- Origin: Dublin, Ireland
- Genres: Classical crossover, opera, Irish traditional, pop
- Years active: 1999–present
- Labels: EMI Classics, Dara Records, Universal Music, Telarc
- Members: Matthew Gilsenan (1999–present); James Nelson (1999–present); Daryl Simpson (2006–present);
- Past members: Niall Morris (1999–2006);
- Website: Official website

= The Celtic Tenors =

Musical group

The Celtic Tenors is an Irish trio of tenor singers. The trio comprises Matthew “Gilly” Gilsenan, James Nelson, and Daryl Simpson. Known for their signature harmony-rich style, they blend opera, classical, Irish traditional, and pop influences. The group was formed in 1999 by Matthew Gilsenan, James Nelson, and Niall Morris. Niall left the group in 2006 and was replaced by Daryl Simpson.

Initially signed to EMI Classics in 1999, they released their debut album, The Celtic Tenors, in 2000, which topped the classical music charts in the UK. Over the years, they have released three albums with EMI Classics.

== Discography ==
The Celtic Tenors have released several successful recordings:
- The Celtic Tenors (2000) – No. 1 in Ireland and No. 2 in the UK.
- So Strong (2002) – Winner of the Echo Award in Germany.
- The Irish Album (2003), featuring The Dubliners.
- We Are Not Islands (2005).
- Remember Me (2006).
- Hard Times (2008).
- Feels Like Home (2011).
- Christmas (2013).
- Timeless (2015).
- An Irish Songbook (2019).

== Origins and precursor group ==
The Celtic Tenors trace their roots back to The Three Irish Tenors, a precursor group that featured James Nelson, Niall Morris, and Paul Hennessey. This earlier ensemble made its debut on RTÉ’s Theatre Nights program in October 1995. However, The Celtic Tenors, as a reimagined trio, officially launched in 1999 and established their distinct identity.

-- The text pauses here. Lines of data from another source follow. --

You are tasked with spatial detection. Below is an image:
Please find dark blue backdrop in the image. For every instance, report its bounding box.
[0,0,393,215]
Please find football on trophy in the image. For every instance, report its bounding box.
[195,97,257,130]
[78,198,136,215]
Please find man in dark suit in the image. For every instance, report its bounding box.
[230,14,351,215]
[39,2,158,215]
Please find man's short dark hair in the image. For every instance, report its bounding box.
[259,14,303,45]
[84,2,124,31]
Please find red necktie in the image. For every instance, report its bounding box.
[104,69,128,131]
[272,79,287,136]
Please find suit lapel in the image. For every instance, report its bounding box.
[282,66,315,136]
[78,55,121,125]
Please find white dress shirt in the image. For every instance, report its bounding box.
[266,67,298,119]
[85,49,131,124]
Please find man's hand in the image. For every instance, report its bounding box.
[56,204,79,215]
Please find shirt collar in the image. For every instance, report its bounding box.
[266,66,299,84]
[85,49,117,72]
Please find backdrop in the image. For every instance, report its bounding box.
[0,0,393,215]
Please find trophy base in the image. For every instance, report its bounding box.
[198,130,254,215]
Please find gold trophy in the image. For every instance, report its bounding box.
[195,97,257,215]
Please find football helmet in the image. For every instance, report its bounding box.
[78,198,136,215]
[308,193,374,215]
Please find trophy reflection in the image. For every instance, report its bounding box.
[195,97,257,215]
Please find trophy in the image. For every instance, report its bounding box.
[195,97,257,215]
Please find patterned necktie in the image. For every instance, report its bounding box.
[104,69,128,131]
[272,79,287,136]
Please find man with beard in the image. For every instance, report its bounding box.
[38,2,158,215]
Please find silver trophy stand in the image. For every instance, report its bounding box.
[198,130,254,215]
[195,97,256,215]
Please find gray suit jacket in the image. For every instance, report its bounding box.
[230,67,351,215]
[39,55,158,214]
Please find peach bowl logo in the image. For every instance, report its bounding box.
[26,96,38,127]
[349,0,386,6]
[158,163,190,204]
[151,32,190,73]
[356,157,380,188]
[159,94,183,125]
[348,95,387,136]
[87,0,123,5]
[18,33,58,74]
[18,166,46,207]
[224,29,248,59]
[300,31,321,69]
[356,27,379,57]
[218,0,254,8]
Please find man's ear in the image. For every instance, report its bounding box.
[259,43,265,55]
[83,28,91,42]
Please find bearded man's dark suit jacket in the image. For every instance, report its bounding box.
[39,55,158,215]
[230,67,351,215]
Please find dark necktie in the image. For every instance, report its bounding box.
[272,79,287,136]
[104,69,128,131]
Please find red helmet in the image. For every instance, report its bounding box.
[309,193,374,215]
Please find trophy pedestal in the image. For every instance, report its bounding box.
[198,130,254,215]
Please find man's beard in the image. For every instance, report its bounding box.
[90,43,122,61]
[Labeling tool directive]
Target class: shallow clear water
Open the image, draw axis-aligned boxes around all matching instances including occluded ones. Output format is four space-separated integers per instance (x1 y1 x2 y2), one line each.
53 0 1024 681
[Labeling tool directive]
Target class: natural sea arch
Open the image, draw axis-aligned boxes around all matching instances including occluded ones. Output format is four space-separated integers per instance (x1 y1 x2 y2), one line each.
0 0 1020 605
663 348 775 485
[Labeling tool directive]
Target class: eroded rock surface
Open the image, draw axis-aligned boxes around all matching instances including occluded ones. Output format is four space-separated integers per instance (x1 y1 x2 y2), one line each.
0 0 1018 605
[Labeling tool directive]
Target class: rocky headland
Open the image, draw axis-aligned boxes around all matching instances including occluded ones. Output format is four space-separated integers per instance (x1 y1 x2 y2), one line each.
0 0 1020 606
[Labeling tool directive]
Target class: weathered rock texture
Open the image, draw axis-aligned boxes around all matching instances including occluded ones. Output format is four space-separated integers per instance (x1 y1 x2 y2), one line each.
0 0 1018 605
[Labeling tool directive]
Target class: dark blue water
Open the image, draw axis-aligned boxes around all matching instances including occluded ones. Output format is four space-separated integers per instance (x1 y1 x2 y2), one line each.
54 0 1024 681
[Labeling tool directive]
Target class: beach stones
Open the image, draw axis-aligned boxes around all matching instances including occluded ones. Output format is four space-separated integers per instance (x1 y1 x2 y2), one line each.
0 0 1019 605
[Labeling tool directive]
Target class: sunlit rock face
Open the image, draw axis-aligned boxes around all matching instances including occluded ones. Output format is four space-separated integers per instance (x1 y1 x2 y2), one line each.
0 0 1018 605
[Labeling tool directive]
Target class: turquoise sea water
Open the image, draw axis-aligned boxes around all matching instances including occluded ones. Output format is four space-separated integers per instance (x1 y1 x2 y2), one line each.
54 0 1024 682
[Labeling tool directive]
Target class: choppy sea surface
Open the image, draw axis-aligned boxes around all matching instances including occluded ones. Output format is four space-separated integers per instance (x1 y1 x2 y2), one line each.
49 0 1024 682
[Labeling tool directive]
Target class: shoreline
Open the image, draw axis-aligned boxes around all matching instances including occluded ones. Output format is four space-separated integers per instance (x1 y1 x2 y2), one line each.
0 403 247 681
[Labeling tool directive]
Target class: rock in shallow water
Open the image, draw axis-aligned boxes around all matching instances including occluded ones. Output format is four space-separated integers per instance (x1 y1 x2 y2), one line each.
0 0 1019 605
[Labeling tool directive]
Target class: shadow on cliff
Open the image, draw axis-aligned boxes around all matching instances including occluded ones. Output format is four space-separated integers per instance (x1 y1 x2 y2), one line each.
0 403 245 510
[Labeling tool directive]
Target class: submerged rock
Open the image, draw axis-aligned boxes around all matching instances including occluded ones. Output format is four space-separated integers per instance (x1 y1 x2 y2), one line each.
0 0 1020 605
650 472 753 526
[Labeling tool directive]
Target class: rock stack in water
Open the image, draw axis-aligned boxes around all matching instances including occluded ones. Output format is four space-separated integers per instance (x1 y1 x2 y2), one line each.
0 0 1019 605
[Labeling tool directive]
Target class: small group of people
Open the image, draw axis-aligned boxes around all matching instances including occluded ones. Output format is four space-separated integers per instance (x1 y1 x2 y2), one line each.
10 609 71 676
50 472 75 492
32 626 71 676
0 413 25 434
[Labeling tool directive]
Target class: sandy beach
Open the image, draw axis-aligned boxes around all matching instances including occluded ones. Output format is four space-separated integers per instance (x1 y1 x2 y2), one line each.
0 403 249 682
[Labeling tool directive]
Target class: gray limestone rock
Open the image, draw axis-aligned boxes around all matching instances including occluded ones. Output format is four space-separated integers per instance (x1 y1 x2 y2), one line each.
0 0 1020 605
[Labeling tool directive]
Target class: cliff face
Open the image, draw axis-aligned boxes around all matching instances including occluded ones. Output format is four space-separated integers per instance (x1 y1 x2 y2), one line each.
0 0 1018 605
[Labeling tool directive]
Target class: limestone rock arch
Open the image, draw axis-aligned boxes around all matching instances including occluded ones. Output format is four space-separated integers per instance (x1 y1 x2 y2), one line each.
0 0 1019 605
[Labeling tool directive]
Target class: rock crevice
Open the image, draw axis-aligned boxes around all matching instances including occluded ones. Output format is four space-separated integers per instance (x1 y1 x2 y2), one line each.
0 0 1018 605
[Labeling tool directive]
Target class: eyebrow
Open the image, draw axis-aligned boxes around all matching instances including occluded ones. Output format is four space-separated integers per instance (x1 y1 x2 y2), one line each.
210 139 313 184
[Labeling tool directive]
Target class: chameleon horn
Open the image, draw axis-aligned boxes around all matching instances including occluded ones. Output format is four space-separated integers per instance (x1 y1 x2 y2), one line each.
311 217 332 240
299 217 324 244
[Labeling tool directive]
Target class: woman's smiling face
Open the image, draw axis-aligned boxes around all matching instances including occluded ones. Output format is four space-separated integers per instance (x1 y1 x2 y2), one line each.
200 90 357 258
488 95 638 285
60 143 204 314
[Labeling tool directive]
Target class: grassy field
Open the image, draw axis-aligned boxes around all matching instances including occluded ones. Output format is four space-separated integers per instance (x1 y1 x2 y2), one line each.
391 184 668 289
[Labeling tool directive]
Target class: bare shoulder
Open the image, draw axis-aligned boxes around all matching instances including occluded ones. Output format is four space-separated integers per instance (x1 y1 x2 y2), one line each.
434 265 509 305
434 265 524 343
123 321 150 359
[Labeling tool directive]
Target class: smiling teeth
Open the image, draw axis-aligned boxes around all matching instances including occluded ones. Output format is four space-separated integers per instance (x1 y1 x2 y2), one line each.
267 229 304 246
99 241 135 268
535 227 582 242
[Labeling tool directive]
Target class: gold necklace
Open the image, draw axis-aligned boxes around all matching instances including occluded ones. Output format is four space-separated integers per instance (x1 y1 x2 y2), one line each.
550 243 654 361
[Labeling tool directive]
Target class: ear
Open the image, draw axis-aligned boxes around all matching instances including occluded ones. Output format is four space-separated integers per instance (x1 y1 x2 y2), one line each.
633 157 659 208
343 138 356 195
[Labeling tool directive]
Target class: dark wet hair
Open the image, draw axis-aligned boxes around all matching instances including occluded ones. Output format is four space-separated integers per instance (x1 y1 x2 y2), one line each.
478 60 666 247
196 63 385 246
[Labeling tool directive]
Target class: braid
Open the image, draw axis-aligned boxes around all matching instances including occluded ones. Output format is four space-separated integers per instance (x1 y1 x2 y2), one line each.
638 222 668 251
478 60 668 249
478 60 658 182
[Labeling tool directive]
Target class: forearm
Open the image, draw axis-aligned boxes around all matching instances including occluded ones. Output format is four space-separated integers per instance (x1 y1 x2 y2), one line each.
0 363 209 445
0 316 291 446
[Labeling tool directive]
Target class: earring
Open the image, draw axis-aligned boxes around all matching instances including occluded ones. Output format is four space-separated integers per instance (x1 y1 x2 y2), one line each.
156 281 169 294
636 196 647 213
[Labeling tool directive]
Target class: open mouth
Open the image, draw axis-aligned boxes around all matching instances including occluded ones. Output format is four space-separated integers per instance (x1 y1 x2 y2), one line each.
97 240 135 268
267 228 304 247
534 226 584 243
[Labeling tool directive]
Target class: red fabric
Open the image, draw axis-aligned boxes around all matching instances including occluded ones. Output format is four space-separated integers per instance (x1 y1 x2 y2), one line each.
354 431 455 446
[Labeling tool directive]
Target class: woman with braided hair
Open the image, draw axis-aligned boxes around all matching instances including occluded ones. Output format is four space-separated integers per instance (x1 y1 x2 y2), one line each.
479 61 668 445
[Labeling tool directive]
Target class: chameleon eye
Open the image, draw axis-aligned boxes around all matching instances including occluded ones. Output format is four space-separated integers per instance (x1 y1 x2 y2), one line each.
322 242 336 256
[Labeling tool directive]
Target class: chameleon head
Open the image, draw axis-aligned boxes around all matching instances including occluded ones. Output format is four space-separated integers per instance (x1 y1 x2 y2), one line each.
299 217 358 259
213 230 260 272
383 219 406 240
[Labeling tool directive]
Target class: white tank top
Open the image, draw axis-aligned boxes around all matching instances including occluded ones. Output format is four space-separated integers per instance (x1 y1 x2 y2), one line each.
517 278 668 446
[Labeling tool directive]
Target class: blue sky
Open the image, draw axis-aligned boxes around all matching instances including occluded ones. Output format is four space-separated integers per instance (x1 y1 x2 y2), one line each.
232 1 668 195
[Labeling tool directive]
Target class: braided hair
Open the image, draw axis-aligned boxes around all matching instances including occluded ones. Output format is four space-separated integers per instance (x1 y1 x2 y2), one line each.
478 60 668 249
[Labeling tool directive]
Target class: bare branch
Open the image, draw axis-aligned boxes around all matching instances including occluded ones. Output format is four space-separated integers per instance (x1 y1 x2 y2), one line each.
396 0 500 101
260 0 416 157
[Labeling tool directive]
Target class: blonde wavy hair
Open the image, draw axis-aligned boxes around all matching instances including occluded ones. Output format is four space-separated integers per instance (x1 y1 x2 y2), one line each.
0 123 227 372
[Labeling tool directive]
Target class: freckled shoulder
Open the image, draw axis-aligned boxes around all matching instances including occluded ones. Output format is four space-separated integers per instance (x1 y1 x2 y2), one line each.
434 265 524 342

== Symbolism and harmony ==
Representing three of Ireland's four provinces—Matthew Gilsenan (Leinster), Daryl Simpson (Ulster), and James Nelson (Connacht)—the group emphasizes unity and harmony. Their collaboration symbolizes overcoming historical divisions in Ireland, particularly the North-South divide, with their performances often including harmony-rich a cappella arrangements.

=== Notable performances ===
The Celtic Tenors have performed for several distinguished figures, including:
- President Bill Clinton at Dublin Castle.
- A private performance for Kofi Annan and his wife Nane's birthday at Farmleigh in Dublin.